Having a ninth-grader is heartbreaking, Jo Kaye Bandy said. She consciously tried to hold back and let her son figure out his first day of high school.

"He grew up too fast," Jo Kaye said. "I followed him in today and I thought back to walking him into kindergarten."

The Fayetteville School Board voted in 2007 to move the ninth grade from the junior high schools to the high school and to renovate the high school. Voters initially rejected a proposal in 2009 for a 4.9-mill increase in property taxes to pay for a project totaling $116 million.

District officials reworked the project into two phases, reducing the district's operating budget by $2 million to pay for the first $51 million in construction. Construction on the first phase began in June 2010 and ended in August 2012 on the south side of the campus. The first phase included a new Performing Arts Center, gymnasium, cafeteria, fine arts classrooms, junior varsity gym, wrestling gym, dance studio and administrative offices.

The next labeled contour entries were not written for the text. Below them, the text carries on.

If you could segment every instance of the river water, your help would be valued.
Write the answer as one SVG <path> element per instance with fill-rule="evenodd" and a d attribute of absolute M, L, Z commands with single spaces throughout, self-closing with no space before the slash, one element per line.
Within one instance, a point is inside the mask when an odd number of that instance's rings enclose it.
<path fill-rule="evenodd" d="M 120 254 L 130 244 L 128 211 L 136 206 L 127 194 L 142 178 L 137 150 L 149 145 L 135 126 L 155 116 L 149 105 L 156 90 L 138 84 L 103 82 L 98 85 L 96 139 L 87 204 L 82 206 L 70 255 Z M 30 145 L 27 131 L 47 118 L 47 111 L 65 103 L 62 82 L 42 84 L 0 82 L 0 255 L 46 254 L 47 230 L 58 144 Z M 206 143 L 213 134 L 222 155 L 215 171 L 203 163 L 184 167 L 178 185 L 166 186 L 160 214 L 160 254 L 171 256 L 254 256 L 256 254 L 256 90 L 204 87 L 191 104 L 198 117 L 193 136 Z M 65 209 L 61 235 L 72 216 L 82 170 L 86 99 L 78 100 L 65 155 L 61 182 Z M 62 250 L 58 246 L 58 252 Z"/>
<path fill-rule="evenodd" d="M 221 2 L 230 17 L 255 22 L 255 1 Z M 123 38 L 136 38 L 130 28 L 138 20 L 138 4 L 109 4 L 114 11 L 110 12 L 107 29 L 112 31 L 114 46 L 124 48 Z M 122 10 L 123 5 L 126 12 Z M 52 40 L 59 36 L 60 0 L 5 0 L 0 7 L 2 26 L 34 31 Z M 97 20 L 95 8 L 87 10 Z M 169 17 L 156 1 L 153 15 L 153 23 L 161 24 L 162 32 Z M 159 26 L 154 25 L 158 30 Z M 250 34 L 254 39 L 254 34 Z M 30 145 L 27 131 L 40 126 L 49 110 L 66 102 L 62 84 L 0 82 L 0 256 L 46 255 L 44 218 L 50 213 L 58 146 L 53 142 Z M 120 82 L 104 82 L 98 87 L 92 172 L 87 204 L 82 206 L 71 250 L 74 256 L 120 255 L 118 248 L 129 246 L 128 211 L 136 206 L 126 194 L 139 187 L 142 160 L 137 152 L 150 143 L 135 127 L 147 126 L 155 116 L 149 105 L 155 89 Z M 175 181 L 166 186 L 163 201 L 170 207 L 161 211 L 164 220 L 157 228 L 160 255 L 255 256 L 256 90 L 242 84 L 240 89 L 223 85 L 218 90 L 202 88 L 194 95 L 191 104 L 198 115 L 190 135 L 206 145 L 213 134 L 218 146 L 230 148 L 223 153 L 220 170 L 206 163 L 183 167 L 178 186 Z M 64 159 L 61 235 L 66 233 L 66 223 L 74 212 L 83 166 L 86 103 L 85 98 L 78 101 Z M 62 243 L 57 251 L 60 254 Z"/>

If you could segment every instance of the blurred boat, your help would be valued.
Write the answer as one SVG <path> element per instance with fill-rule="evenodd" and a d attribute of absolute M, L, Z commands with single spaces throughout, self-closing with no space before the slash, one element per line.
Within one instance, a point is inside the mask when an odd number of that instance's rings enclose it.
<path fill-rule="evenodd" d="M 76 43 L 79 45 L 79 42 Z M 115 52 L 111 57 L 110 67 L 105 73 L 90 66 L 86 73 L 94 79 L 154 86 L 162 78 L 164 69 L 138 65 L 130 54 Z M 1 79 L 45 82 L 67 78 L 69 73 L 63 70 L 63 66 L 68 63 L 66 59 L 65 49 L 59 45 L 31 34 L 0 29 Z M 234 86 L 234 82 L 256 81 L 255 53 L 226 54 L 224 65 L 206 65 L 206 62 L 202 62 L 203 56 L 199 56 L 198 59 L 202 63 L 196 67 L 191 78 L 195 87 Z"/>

Voters passed a 2.75-mill increase in September 2010 to pay for the remaining $46 million in construction. The second phase consisted of renovations and new construction to create an academic building on the north side of the campus that was completed in three sections, Wilbourn said.

The first section of the second phase opened in August 2013, providing agriculture classrooms and labs. The middle section finished in 2014 with more classrooms spaces and the William Moore Library.

The final section involved more classroom spaces, Wilbourn said.